Leggendo le loro argomentazioni di oggi non posso non pensare al comunicato del 17 luglio, in cui si invitavano i cittadini auronzani alla famosa assemblea:

Noi dell’Amministrazione comunale intendiamo affrontare e discutere di questo tema con Voi Cittadini prima di prendere qualsiasi decisione in merito.

Se avevano tanta voglia di parlare con la popolazione e soprattutto voglia di ASCOLTARLA, cos’hanno imparato dalla famosa assemblea del 23 luglio, in cui la popolazione si è dimostrata palesemente contraria all’Unione dei servizi? Dov’è finito il dialogo in tutti questi mesi di silenzio tombale in cui nulla è trapelato dal municipio?

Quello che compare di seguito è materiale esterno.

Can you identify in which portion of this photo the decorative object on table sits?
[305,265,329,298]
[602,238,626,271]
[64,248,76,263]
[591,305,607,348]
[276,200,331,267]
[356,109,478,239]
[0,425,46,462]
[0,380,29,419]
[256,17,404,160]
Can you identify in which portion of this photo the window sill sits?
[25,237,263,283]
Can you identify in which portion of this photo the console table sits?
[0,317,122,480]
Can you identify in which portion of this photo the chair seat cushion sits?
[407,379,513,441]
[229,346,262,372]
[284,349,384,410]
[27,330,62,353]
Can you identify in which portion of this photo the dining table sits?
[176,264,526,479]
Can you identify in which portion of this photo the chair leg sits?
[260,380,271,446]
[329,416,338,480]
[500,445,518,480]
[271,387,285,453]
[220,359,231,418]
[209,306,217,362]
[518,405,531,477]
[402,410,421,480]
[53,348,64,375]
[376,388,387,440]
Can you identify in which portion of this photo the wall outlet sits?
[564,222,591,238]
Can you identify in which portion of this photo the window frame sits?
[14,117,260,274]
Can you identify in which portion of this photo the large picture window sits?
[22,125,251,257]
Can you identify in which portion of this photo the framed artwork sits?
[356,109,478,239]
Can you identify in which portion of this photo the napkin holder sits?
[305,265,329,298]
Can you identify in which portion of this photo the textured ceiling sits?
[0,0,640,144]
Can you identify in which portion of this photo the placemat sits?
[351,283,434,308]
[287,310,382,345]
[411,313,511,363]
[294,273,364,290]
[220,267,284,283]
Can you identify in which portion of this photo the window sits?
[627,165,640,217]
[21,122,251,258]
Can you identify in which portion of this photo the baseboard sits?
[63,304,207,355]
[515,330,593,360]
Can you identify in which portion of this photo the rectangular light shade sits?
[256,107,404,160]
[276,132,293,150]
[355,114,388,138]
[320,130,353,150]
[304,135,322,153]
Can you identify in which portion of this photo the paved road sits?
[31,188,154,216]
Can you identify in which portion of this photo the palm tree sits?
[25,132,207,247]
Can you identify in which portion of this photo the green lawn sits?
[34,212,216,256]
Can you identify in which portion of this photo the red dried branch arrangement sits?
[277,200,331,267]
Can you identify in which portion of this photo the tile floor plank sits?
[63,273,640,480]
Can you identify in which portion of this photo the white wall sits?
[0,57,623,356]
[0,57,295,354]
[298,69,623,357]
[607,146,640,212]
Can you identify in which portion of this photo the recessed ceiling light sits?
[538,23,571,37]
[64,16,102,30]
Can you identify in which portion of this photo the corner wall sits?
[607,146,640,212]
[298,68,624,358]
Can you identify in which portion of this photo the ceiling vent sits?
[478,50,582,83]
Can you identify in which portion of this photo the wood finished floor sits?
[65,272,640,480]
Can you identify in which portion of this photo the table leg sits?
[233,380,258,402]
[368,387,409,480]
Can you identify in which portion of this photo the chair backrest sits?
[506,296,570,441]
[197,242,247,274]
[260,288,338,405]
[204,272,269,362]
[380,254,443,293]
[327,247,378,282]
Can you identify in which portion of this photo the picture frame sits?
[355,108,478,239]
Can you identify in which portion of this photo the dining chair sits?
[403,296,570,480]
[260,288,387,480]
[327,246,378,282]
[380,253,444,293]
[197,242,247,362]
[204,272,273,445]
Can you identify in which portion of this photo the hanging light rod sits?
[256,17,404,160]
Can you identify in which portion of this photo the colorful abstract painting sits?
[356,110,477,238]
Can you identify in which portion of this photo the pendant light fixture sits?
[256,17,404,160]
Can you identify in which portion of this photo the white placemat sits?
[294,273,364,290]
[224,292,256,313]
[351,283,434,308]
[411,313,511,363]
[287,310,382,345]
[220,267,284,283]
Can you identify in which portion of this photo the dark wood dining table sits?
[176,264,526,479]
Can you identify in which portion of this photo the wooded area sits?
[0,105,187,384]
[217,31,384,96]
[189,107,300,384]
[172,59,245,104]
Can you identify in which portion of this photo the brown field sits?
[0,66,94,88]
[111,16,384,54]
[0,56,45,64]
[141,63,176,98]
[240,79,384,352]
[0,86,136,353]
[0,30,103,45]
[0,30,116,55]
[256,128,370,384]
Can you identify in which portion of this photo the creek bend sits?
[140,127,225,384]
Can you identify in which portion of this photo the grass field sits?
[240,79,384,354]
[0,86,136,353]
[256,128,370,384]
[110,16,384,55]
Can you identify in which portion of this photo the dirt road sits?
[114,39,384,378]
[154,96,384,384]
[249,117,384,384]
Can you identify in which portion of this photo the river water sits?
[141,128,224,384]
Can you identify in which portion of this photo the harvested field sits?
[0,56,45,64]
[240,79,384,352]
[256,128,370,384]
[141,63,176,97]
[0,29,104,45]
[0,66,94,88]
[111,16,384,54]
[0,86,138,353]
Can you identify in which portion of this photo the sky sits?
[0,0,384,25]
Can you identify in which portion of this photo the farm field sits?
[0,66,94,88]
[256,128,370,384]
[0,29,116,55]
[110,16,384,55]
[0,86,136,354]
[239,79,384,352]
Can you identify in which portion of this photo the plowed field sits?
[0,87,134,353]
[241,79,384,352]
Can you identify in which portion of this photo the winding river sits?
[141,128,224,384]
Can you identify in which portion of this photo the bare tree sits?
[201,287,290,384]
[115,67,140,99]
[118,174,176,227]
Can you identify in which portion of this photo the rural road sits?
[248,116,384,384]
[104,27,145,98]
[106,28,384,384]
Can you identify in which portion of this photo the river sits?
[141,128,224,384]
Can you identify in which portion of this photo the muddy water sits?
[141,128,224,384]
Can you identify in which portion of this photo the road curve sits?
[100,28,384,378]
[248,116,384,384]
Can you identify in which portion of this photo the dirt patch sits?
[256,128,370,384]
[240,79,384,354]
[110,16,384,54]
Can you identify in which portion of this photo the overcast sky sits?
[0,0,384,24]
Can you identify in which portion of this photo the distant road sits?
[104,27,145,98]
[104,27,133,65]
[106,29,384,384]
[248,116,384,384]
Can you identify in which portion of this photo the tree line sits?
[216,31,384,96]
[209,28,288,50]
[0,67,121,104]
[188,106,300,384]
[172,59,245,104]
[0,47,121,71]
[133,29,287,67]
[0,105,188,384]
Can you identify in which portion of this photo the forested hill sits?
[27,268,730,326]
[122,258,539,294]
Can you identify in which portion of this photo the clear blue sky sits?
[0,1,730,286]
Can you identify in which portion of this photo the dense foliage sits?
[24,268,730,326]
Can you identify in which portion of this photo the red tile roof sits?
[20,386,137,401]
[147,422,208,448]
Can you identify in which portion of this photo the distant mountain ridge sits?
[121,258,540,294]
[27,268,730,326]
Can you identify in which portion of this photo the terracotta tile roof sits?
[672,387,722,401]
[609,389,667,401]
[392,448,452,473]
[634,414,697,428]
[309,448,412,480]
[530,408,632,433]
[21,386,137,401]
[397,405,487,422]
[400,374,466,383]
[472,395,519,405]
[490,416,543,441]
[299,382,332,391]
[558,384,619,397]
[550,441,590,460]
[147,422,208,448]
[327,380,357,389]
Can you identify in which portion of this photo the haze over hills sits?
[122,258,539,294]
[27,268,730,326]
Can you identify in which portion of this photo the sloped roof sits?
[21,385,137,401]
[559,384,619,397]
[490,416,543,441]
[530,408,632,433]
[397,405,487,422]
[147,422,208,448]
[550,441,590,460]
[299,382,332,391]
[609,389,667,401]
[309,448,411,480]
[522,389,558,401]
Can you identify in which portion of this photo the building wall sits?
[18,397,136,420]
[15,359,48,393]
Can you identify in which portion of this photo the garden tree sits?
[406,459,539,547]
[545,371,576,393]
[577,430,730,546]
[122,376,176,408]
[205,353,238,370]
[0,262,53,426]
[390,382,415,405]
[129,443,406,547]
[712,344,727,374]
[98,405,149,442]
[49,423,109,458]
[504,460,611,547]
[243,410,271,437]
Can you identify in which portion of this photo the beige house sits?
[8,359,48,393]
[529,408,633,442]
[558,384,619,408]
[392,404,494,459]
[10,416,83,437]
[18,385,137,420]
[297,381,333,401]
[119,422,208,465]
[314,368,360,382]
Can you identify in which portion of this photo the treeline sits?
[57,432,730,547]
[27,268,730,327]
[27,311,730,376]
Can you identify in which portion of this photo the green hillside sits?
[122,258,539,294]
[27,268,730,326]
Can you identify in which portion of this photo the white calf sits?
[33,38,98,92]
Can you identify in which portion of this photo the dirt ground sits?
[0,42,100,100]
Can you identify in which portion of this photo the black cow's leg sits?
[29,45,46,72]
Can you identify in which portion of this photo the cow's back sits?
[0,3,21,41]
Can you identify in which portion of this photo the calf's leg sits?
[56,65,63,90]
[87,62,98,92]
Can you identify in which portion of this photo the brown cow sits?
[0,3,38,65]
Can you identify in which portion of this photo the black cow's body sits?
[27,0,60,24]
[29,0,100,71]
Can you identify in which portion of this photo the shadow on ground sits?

Forse, e dico forse, pensavano che l’aver chiamato un esperto del settore come il dottor Mareschi sarebbe bastato ad incantare la popolazione auronzana, ed in seguito al pesante esito dell’assemblea abbiano deciso di raggiungere il loro obbiettivo nel silenzio, senza attirare l’attenzione sull’argomento e senza suscitare ulteriori quanto oramai scontate contestazioni.

Dopo tutta questa incoerenza, questi silenzi e questo distacco quasi supponente verso i propri elettori l’Amministrazione ha ancora il coraggio di affermare “nessuna decisione è stata ancora presa”?! Secondo me, invece, loro la decisione l’hanno presa molto tempo fa, solo che non sono ancora riusciti a metterla in atto: innanzitutto perché la Minoranza gli ha messo il bastone tra le ruote e si è messa a raccogliere le firme per il referendum… ma anche perché è sempre più forte la voce che il termine per avviare le Unioni di servizi verrà rimandato di un anno al 1° gennaio 2015. Facile ora convocare conferenze ed incontri e vendersi come salvatori della patria! Dove sono stati in tutto questo tempo?! Gli auronzani sono stati trattati come l’ultima ruota del carro e, visto la velocità con cui sono state raccolte le firme, direi che se lo sono ricordato per bene.

Se la passata amministrazione aveva diviso gli auronzani tra cittadini di serie A e di serie B, questa invece ha declassato tutti i cittadini in serie B, ritenendo solo sé stessa meritevole della massima serie.